We've had quite a winter this year. The kids, of course, have loved it. Sledding, snowball fights, etc. The public schools won't get out until June this year. We will just keep going:) That is troublesome for these kiddos. When they hear that public school is out for weather, and we just keep going. Oh well. They will get over it:)
Will is reading independently now. So sometimes he settles on the couch with his little brother to share a story with him. So sweet.
We continue to deal with Ryan's tantrums. Daily. Well, maybe not daily anymore. But often. He just becomes consumed with his way and he lacks the ability, in the moment, to garner enough self-control to communicate clearly what it is that he does want. Hmm. It is so true that God uses our children for our own refinement. How many times do I lose my self-control. Unable to stop myself from over communicating - emotionally manipulating my children, or distancing myself from them. I am seeing just how broken I am. I cannot, in my own strength, become whole. With age and maturity I see more clearly my great dependence on Christ. In His power, I can hold my tongue and keep my emotions in check, in order to clearly and calmly communicate with my children. For them to become healthy adults who can thrive in their adult relationships, they must too realize their own incapacity to be whole without Christ.
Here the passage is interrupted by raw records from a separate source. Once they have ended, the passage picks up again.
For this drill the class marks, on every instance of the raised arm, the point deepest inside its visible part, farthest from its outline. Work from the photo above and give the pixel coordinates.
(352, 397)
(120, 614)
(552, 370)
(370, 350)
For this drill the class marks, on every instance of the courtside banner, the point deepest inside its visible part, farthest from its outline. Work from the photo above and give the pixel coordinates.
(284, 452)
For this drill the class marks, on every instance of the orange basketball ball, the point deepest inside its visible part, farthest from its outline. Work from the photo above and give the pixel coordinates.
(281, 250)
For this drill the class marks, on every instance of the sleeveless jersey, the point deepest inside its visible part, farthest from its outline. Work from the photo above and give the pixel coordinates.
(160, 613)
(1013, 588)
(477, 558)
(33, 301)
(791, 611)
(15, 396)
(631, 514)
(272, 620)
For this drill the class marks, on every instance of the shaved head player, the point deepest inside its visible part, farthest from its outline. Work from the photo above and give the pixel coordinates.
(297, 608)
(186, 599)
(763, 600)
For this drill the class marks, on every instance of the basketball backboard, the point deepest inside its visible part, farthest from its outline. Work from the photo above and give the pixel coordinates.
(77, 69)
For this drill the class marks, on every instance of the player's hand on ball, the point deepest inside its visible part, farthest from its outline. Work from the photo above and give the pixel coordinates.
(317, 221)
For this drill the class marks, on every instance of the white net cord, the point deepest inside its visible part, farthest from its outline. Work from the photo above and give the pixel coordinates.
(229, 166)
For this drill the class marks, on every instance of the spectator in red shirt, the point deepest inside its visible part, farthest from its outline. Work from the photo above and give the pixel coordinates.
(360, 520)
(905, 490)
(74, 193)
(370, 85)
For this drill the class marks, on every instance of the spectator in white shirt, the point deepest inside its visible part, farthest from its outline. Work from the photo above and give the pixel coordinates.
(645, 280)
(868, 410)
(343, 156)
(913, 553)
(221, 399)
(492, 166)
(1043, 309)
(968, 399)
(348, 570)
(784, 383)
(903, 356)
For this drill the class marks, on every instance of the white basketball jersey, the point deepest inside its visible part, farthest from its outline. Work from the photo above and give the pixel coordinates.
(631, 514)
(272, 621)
It is easy to feel overwhelmed by this task. Pointing our children continually to the Lord. Whew. It is tiring. But it shouldn't be overwhelming. Tiring, yes. Exhausting, yes. But never to the point of undoing us completely. Because then we are surely not operating from a place of residing in trusting our Lord. Then we are trying to do all of the work, instead of trusting in His grace to redeem what we cannot accomplish, and to rescue from sin those who chose Him. We cannot force salvation on our children. So for now I work on how to show them the holy work of our days. The seemingly mundane tasks we repeat each and every day - that these are sacred too.